The $600 million mental health investment
Perhaps no initiative better illustrates Spisso’s long-range thinking than the expanded neuropsychiatric campus, a project that’s been years in the making. It all began when UCLA Health acquired a shuttered hospital in the Mid-Wilshire neighborhood and committed to rebuilding it as a state-of-the-art mental health facility. Total investment: roughly $600 million. The result will be a 139-bed inpatient mental health center and a dedicated outpatient clinic, nearly doubling the system’s current 74-bed capacity. In February, a $100 million gift from philanthropists Lynda and Stewart Resnick – also billionaire owners of The Wonderful Co. – solidified the effort.
Spisso noted that the project comes at a critical juncture, when many mental health systems are reducing access to behavioral health services because of poor reimbursement.

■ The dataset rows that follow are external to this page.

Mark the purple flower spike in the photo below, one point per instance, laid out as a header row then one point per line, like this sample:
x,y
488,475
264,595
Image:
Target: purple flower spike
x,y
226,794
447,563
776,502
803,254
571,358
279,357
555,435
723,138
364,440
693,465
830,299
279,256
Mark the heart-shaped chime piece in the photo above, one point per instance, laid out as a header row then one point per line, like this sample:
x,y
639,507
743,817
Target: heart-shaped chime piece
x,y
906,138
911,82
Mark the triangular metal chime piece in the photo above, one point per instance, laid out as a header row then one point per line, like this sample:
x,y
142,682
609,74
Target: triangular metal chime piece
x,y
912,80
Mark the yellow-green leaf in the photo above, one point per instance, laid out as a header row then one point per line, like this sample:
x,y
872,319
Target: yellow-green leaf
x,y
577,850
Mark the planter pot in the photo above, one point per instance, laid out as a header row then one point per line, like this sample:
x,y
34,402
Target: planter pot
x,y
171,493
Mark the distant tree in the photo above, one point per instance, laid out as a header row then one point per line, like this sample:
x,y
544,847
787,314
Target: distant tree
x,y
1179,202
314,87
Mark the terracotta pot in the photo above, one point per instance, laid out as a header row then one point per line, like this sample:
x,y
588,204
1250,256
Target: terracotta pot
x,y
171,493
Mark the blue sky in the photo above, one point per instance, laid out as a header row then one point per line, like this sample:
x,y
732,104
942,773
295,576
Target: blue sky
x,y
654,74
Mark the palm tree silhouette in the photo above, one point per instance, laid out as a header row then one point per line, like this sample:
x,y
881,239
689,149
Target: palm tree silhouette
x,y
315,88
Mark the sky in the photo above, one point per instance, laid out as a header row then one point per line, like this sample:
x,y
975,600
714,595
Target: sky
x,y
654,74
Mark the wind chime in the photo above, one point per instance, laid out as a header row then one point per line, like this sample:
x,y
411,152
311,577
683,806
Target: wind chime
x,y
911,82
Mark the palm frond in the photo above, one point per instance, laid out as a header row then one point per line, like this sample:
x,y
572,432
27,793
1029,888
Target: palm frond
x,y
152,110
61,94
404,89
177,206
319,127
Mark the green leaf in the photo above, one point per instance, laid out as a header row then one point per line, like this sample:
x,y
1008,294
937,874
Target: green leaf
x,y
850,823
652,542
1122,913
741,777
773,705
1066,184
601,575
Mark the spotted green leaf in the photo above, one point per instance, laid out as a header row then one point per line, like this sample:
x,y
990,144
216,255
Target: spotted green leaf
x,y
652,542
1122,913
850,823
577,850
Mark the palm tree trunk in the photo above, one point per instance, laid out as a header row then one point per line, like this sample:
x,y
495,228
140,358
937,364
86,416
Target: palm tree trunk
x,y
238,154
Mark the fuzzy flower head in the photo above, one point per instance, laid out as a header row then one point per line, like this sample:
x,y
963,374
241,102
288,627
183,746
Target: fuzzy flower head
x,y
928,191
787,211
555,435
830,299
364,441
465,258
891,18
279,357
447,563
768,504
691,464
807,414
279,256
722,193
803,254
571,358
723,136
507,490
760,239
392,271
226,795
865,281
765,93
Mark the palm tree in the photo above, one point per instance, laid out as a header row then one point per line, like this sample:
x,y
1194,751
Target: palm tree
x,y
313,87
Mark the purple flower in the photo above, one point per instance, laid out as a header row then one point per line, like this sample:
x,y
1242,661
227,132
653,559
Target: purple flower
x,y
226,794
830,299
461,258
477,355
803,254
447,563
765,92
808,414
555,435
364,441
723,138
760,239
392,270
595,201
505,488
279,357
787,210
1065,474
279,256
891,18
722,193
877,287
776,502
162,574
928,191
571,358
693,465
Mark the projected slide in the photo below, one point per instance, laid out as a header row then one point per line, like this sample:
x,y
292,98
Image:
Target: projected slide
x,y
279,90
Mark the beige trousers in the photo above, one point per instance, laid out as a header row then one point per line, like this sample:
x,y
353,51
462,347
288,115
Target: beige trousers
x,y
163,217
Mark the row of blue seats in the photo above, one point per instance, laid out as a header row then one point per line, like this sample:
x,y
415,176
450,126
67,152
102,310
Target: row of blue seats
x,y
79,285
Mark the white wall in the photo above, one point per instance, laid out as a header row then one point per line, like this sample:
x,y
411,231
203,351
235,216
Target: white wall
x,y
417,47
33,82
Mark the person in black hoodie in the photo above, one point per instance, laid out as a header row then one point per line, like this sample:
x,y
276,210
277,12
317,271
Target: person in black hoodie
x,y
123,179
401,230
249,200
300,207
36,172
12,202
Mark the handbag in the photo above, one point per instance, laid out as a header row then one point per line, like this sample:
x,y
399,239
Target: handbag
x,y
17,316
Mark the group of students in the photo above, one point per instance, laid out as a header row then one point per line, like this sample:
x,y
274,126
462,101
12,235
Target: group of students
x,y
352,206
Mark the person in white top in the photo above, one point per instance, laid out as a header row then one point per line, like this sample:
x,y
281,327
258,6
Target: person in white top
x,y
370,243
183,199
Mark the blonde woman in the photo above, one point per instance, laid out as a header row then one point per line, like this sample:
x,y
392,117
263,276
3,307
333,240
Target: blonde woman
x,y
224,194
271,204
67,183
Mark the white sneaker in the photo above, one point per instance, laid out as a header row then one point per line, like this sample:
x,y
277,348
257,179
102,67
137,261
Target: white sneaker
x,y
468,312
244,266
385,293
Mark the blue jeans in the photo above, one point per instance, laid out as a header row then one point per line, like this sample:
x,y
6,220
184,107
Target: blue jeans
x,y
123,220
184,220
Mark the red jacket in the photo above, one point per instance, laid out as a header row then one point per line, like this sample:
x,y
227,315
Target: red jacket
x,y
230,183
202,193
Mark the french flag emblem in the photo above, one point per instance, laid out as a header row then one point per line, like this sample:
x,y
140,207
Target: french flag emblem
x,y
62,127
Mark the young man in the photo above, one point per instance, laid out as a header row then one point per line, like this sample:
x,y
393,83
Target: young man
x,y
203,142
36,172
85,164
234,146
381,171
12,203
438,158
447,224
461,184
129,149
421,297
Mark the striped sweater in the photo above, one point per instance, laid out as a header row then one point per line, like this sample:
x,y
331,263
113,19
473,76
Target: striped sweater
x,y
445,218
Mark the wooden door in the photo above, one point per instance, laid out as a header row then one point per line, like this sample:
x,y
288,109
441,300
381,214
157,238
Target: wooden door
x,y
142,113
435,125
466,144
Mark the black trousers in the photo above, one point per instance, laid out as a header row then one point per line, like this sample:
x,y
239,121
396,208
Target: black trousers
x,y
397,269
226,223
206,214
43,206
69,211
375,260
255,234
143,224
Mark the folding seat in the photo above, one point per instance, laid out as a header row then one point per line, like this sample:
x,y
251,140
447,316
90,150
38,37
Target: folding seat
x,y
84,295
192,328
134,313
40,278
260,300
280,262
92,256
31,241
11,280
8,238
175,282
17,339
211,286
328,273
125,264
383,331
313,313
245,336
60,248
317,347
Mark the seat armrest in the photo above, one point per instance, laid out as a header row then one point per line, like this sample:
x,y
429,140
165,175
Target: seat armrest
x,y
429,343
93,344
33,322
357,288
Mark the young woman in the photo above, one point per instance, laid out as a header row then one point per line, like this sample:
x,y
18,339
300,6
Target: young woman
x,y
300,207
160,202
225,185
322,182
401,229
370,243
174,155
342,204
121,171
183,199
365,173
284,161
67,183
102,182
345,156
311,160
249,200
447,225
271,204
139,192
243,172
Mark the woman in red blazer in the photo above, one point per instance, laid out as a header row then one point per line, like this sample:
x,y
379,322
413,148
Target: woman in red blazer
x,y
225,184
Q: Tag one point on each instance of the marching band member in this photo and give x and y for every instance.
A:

UCLA Health has followed the data that shows what the Covid-19 pandemic made undeniable – a sustained rise in depression, anxiety and acute mental health needs, especially among young adults and kids, she said.
“There’s such a great need for mental health services,” Spisso said. “It’s one of the most vulnerable patient populations we have … The need for beds has just gone up and up. We’re really thrilled to be bringing this forward for our community.”